El gracejo chispeante, el enfrentamiento dialéctico fuerte e incisivo y el discurso parlamentario correoso deben ser, habitualmente, el carburante de la vida política.
Un carburante muy lejos de del insulto y, en todo caso, peleado con el ambiente soez que no debería hacer acto de presencia en el mundo político. Principios intocables que en estos últimos tiempos no han tenido buenos ejemplos en el ministro de Agricultura Arias Cañete, con su prepotencia verbal en el Plan Hidrológico Nacional, y en el ex presidente del Gobierno Felipe González cuando, no hace mucho, bromeaba con la “bodeguilla” y Ana Botella.
Un ministro no debe ser sólo bueno, también ha de parecerlo.
Un buen trabajo, una trayectoria importante, un peso político estable, pueden venirse abajo si en los momentos clave no se sabe guardar el tipo en las formas y la dialéctica. El espectáculo al que hemos asistido debe corregirse.
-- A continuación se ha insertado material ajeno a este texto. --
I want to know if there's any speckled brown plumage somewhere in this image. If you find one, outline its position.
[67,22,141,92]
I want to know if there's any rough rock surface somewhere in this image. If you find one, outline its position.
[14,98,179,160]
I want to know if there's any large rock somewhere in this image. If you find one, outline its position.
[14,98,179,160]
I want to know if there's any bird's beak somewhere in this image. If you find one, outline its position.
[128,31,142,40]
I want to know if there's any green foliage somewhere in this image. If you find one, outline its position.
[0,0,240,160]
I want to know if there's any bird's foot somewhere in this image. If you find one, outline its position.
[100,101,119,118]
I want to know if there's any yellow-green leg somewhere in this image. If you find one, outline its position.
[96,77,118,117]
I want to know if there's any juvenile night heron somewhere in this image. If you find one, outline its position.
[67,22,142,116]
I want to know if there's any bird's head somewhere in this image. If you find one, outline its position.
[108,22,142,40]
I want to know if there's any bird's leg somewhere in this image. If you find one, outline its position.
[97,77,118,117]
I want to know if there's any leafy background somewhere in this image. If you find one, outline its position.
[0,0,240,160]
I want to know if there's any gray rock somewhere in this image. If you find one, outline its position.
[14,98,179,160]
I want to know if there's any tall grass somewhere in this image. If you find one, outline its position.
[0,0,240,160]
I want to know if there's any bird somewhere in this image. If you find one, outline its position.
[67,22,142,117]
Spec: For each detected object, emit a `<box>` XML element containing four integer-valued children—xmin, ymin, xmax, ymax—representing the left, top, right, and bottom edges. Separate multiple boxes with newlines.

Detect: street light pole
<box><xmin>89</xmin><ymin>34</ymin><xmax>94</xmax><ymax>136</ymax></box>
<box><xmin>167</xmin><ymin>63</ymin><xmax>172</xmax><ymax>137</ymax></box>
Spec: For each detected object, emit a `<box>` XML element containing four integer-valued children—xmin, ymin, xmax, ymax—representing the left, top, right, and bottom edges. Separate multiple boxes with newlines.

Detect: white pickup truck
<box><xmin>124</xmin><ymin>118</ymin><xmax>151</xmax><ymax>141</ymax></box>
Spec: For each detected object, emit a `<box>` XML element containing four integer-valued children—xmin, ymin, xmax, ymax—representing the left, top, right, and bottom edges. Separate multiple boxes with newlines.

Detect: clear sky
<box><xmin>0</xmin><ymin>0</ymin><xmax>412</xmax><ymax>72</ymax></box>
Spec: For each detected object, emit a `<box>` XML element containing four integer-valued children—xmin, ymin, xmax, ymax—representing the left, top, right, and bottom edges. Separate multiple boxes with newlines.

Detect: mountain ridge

No beneficia a nadie. Y menos a la clase política.
Una persona dedicada a la vida pública, una profesión cargada de reconocimiento popular, tiene que ser consciente de la dimensión de sus afirmaciones. Las bromas tienen un límite, el límite del buen gusto. Ni paseos militares, ni botellas, ni regadíos. La vida política es otra cosa. Y las bromas fáciles para profesionales de la dialéctica sitúan el nivel por los suelos. Los ciudadanos se merecen algo mejor de los políticos. Tampoco es tan complicado.